Хотя другие мужчины брали и больше.
Тут вообще закупают оптом, чтоб об этом не думать. «Значит, так, баба Катя: компот «слива» — восемь баллонов, масло несоленое — два кило, шесть булок хлеба, можно — семь, двенадцать банок сгущенки, еще чего? Конфеты «Белочка», три кило. Все, до завтра хватит». Баба Катя, играя для виду костяшками счетов, все считает в уме: «С вас полста восемь копеек».

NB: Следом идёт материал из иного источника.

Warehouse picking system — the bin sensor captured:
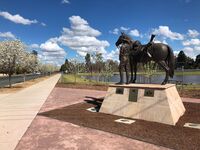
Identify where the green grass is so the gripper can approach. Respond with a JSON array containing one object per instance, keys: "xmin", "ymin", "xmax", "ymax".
[
  {"xmin": 60, "ymin": 74, "xmax": 107, "ymax": 85},
  {"xmin": 177, "ymin": 84, "xmax": 200, "ymax": 90}
]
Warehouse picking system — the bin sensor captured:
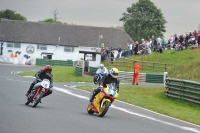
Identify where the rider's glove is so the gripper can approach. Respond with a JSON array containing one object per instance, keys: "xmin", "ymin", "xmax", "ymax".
[
  {"xmin": 37, "ymin": 79, "xmax": 42, "ymax": 82},
  {"xmin": 99, "ymin": 85, "xmax": 103, "ymax": 88}
]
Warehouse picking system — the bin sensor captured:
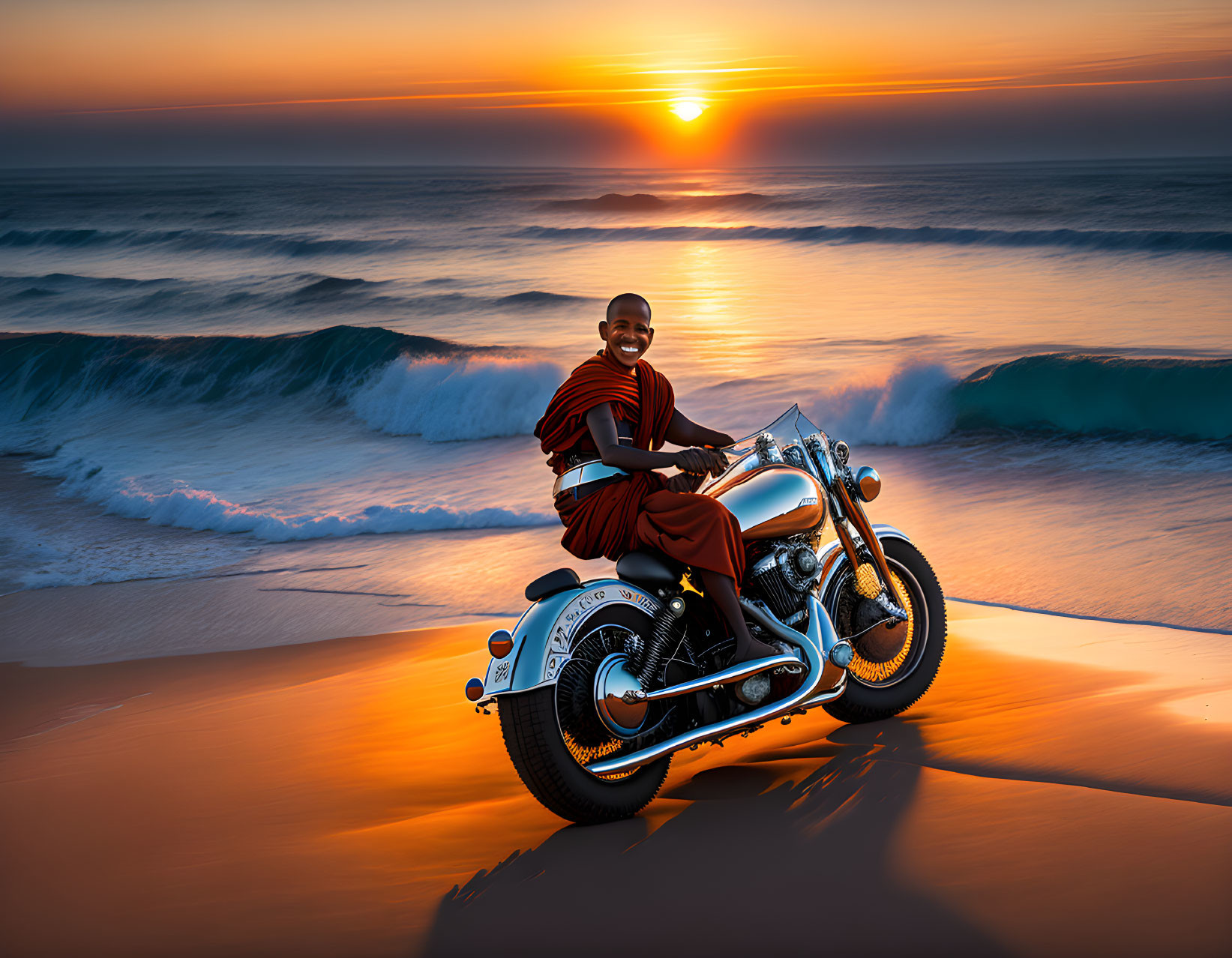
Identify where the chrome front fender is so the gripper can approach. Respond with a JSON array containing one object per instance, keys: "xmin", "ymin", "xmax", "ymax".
[
  {"xmin": 814, "ymin": 525, "xmax": 910, "ymax": 605},
  {"xmin": 483, "ymin": 579, "xmax": 659, "ymax": 699}
]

Но Филаретыч как раз аккуратный мужчина, проживает один, для каждой крупы имеет на кухне специальную банку с саморучной наклейкой, четыре кастрюльки — все чистые, крошки после обеда сметает со стола особой метелкой и посуду моет сразу, так что, к примеру, мышь у Филаретыча не задержится, сбежит сразу к Верке Агеевой. И в раймаге Филаретыч ведет себя аккуратно, без широты. Берет триста граммов манки, больше не надо, песок, масло — тоже на граммы, полбулки черного, это уж ему — норма: полбулки, больше так никто не берет, чтоб половинку. А Филаретыч любит хлеб свежий, не ленится лишний раз спуститься с горы в поселок, в очереди стоит скромно, не как другие некоторые мужчины, без торопливости. Баба Катя иной раз через головы скажет, окажет внимание: «Погодите, женщины! Вам чего, Алексей Филаретыч?» — «Пустяки, Екатерина Гавриловна, мыло хозяйственное», — сразу смутится, кашлянет деликатно.

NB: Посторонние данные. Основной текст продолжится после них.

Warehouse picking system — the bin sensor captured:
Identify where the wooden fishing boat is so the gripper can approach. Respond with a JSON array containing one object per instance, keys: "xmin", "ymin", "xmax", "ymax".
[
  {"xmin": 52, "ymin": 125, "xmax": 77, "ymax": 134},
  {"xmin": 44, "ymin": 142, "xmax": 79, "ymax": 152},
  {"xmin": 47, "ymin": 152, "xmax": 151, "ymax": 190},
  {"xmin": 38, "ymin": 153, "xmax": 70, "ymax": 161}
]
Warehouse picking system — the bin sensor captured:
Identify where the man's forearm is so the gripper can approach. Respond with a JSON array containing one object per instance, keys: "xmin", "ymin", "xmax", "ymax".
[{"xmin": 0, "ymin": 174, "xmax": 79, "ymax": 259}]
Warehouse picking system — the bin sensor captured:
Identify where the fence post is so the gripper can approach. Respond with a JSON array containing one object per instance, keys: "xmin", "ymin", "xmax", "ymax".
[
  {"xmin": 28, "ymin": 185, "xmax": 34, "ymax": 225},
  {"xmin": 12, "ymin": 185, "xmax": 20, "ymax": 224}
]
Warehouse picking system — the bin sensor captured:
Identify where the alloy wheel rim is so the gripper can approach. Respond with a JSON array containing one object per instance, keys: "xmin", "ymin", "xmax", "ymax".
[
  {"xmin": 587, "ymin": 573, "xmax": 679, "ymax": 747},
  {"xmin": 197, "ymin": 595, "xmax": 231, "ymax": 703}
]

«Могу отпустить, — скажет баба Катя, — штучный же товар». И очередь поддержит: штучный. Но Филаретыч, скромно покашливая, откажется: «Не беспокойтесь, Екатерина Гавриловна, я постою, я все равно сегодня свободный…»
Один на весь остров зовет бабу Катю полным именем-отчеством, как в приказе по рыбкоопу. Это уж — как водится, к каждому празднику бабе Кате благодарность в приказе, умеет она торговую работу, а отпуск — все в зиму, завернись в тулуп с головой и в снегу катайся, потому что баба Катя горластая, начальство правильно располагает: поорет — и все. А другие загрызут молча, им — в лето…

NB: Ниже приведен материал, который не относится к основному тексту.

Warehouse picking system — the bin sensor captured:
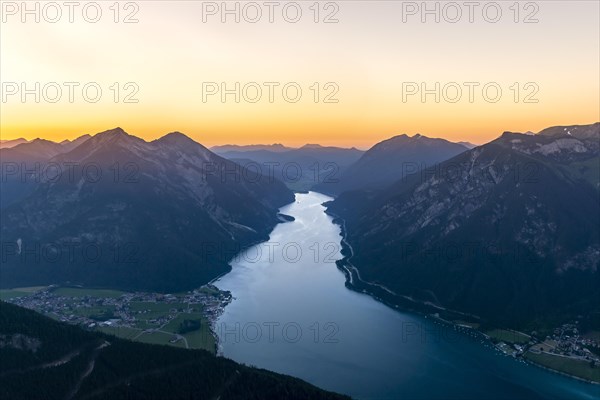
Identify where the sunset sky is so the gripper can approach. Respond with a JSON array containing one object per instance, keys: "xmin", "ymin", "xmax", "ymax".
[{"xmin": 0, "ymin": 1, "xmax": 600, "ymax": 148}]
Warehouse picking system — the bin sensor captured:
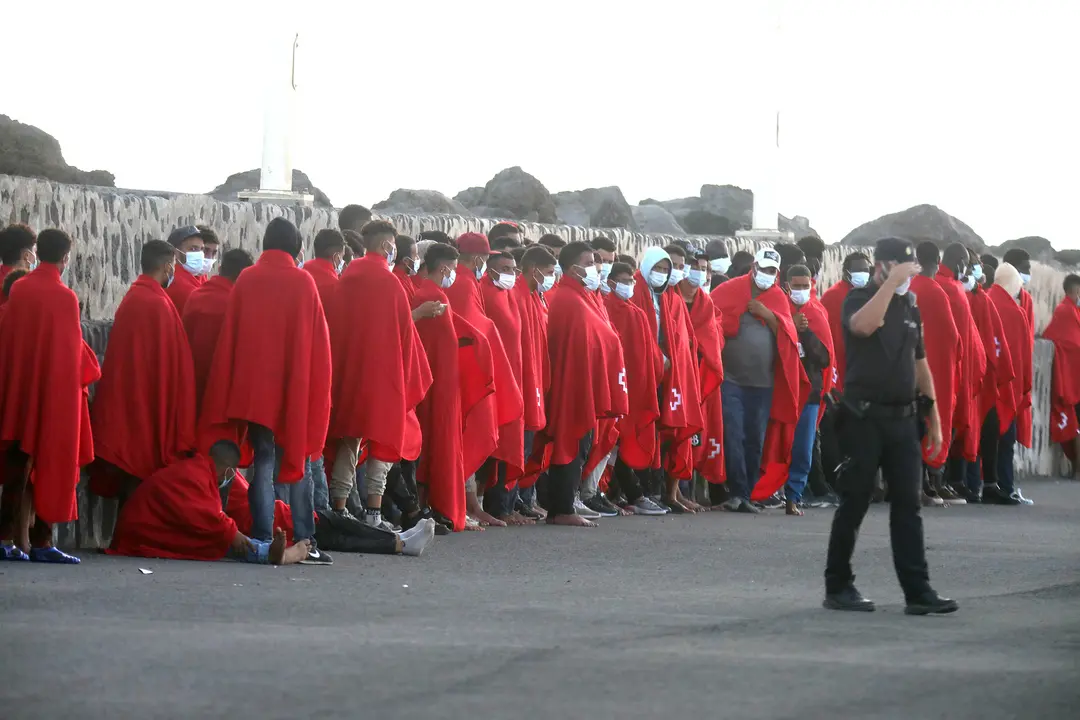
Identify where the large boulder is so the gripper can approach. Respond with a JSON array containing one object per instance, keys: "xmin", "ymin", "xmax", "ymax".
[
  {"xmin": 840, "ymin": 205, "xmax": 986, "ymax": 253},
  {"xmin": 552, "ymin": 187, "xmax": 637, "ymax": 230},
  {"xmin": 372, "ymin": 188, "xmax": 472, "ymax": 216},
  {"xmin": 631, "ymin": 205, "xmax": 686, "ymax": 235},
  {"xmin": 0, "ymin": 116, "xmax": 117, "ymax": 188},
  {"xmin": 207, "ymin": 167, "xmax": 334, "ymax": 207},
  {"xmin": 455, "ymin": 166, "xmax": 558, "ymax": 223}
]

Тут баба Катя не сдержалась на десять бутылок портвейна, сказала: «Зачем столько, Алексей Филаретыч?» Покашлял смущенно: «Ничего, Екатерина Гавриловна, пусть. Сын, может, приедет, мало ли что».
Сын у Филаретыча во Владивостоке, работает по юридической части, а приезжает редко, прошлой осенью был, навряд — сын…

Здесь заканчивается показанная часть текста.